Достигнув успеха, Шпеер отбыл в Гамбург. Намерение произнести речь на радиостанции «Вервольф» уже не казалось ему удачным, и он разработал альтернативный план. В Гамбурге Шпеер встретился со своим другом, гаулейтером Кауфманом. Вместе они продумали меры по сохранению предприятий и мостов в Гамбурге. Потом Шпеер рассказал Кауфману о речи, текст которой лежал у него в кармане. Кауфман одобрил и план, и текст. Они согласились на том, что Шпеер запишет свое выступление в студии Гамбургской радиостанции. В подземной студии Шпеер неохотно представил текст своей изменнической речи двум незнакомым чиновникам. Прежде чем начать, он сказал им, что они должны оценить его речь во время ее прослушивания, а потом решить, сохранить или уничтожить запись. Сотрудники радиостанции прослушали речь с непроницаемыми лицами, и так как они ничего не сказали, то Шпеер забрал готовую запись и отдал ее Кауфману. Гаулейтеру Шпеер сказал, что выпустить речь в эфир можно будет, если с ним (Шпеером) что-нибудь случится – если вервольфы, которых он боялся, его убьют или если Гитлер, узнав о речи, прикажет его расстрелять. В ином случае речь можно будет передать в эфир после смерти Гитлера, ибо даже теперь Шпеера удерживала клятва на личную верность тирану, катастрофической политике которого Шпеер сейчас сопротивлялся, но не мог при этом забыть его покровительства. Даже теперь он не мог заставить себя противиться в политике человеку, которому, как он считал, до сих пор доверяет немецкий народ[151]. Речь Шпеера не была направлена против Гитлера лично, но против тех безымянных нацистов, которые продолжат политику уничтожения материальных ценностей после того, как Гитлер погибнет в Берлине. Но не только это сдерживало Шпеера. Скоро мы познакомимся с еще одной, еще более любопытной историей его расщепленного сознания.

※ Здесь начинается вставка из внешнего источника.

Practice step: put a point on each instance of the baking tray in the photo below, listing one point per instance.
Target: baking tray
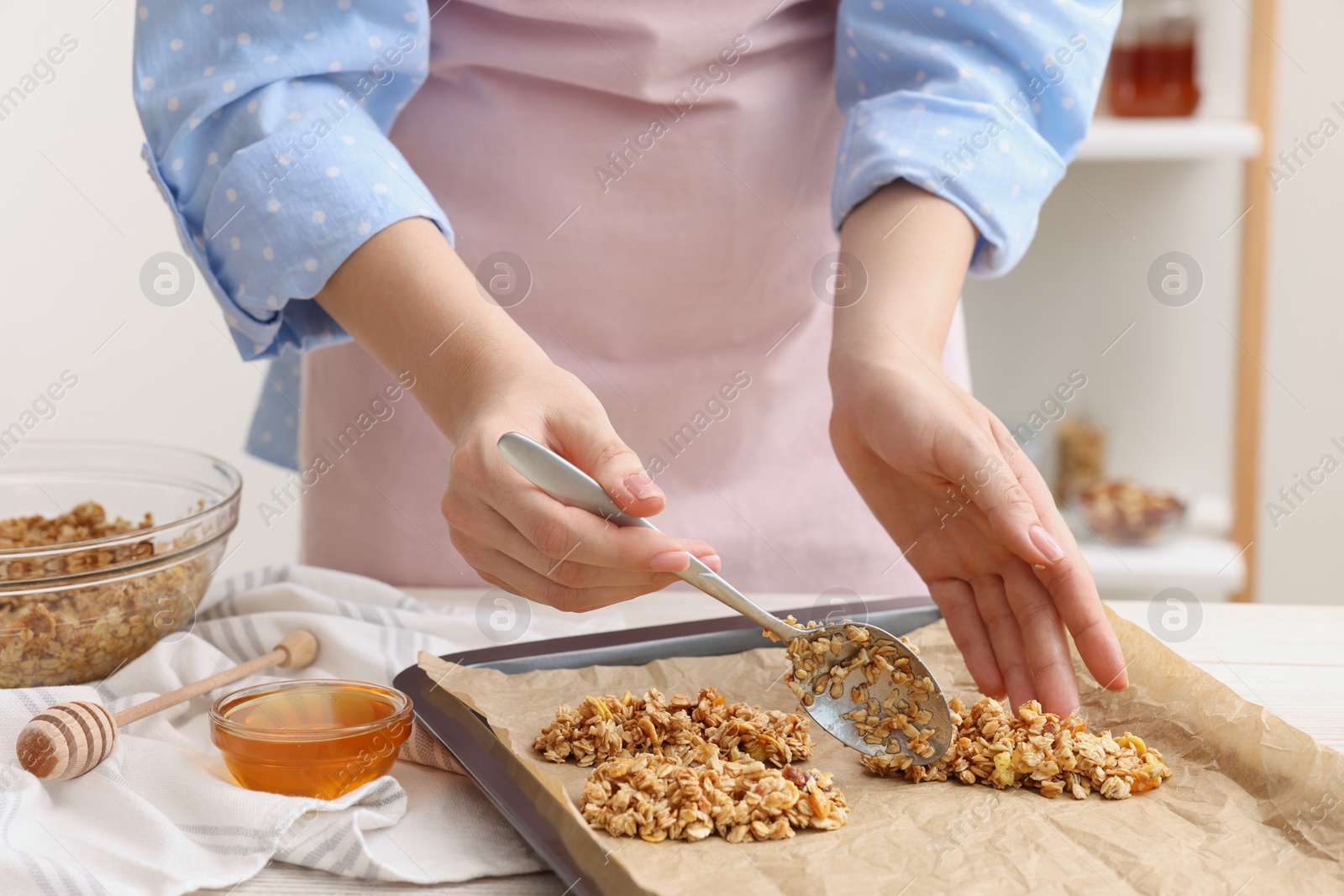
(580, 862)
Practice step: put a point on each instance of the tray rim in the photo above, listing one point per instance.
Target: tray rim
(499, 774)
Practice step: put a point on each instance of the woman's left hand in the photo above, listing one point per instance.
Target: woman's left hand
(944, 476)
(974, 517)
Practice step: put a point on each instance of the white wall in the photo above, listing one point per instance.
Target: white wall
(1301, 559)
(71, 280)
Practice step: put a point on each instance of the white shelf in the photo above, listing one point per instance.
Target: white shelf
(1169, 139)
(1211, 569)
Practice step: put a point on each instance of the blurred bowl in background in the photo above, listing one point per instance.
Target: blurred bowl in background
(77, 611)
(1126, 512)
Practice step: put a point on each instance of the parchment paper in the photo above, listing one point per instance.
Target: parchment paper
(1253, 805)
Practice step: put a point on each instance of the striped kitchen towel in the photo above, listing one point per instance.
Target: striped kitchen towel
(161, 815)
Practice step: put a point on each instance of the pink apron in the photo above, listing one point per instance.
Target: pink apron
(664, 170)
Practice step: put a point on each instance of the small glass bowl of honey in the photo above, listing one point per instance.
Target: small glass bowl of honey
(311, 738)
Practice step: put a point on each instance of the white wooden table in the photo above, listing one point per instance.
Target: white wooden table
(1280, 656)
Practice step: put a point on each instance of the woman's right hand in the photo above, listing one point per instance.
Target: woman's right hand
(523, 540)
(410, 302)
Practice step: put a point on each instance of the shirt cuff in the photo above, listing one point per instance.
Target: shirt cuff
(275, 234)
(988, 161)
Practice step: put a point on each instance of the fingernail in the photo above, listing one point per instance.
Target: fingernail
(642, 485)
(1046, 544)
(669, 562)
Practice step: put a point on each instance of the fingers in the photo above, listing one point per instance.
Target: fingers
(958, 604)
(984, 477)
(1074, 593)
(1005, 637)
(1045, 640)
(595, 448)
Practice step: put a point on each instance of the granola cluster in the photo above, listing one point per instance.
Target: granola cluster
(85, 523)
(84, 633)
(611, 727)
(689, 768)
(663, 799)
(816, 669)
(1038, 750)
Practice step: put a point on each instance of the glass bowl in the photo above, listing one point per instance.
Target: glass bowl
(312, 736)
(73, 613)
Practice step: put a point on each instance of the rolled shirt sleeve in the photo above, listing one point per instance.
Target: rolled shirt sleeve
(981, 102)
(266, 125)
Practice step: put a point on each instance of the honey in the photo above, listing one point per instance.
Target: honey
(311, 738)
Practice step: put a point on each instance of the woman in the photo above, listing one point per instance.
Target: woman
(642, 273)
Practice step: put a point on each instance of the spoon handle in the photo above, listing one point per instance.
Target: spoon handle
(570, 485)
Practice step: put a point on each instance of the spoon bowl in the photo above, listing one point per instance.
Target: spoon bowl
(887, 701)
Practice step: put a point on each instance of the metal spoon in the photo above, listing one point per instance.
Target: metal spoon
(573, 486)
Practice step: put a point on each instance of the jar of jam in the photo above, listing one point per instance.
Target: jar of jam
(1152, 63)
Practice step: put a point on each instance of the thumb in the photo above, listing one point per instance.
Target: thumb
(987, 479)
(596, 449)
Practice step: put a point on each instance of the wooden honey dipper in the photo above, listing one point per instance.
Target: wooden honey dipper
(73, 738)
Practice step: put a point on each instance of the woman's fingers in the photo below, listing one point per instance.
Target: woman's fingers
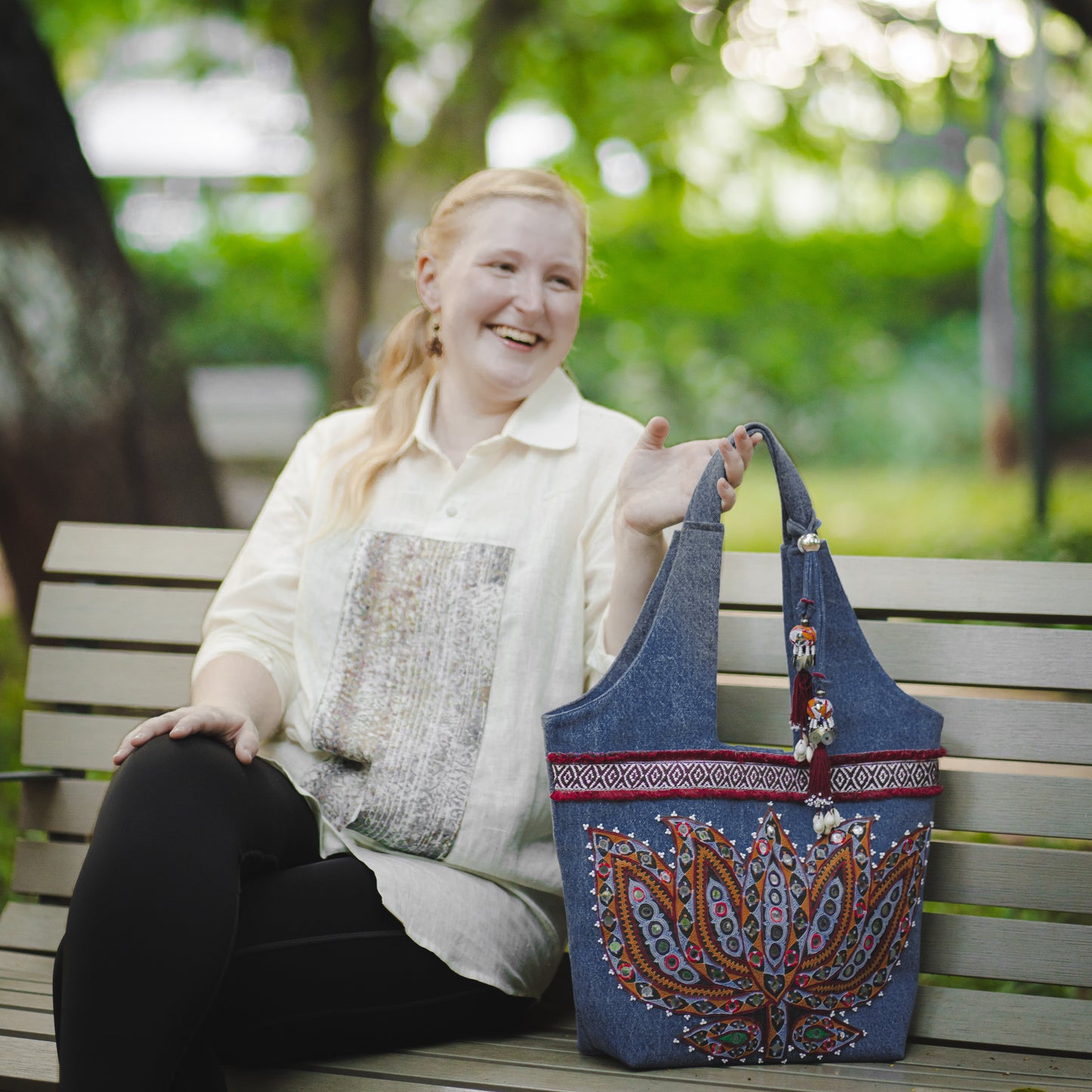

После совещания 20 апреля бункер Гитлера покинул и Гиммлер. Поздно вечером он приехал в свой штаб в Цитенском замке и нашел там ожидавшего его неутомимого Шелленберга. У Шелленберга была новость для рейхсфюрера. Пока Гиммлер был в Берлине, Шелленберг находился в Гарцвальде и вел переговоры со своими друзьями из всемирной еврейской организации относительно еврейского вопроса. Туда ему позвонили из шведской дипломатической миссии. Граф Бернадот покинет Германию завтра утром в половине седьмого. Шелленберг отреагировал немедленно. Сейчас Бернадот находится в Хоэнлихене и будет там ночевать. Гиммлер может встретиться с ним за завтраком в шесть часов утра.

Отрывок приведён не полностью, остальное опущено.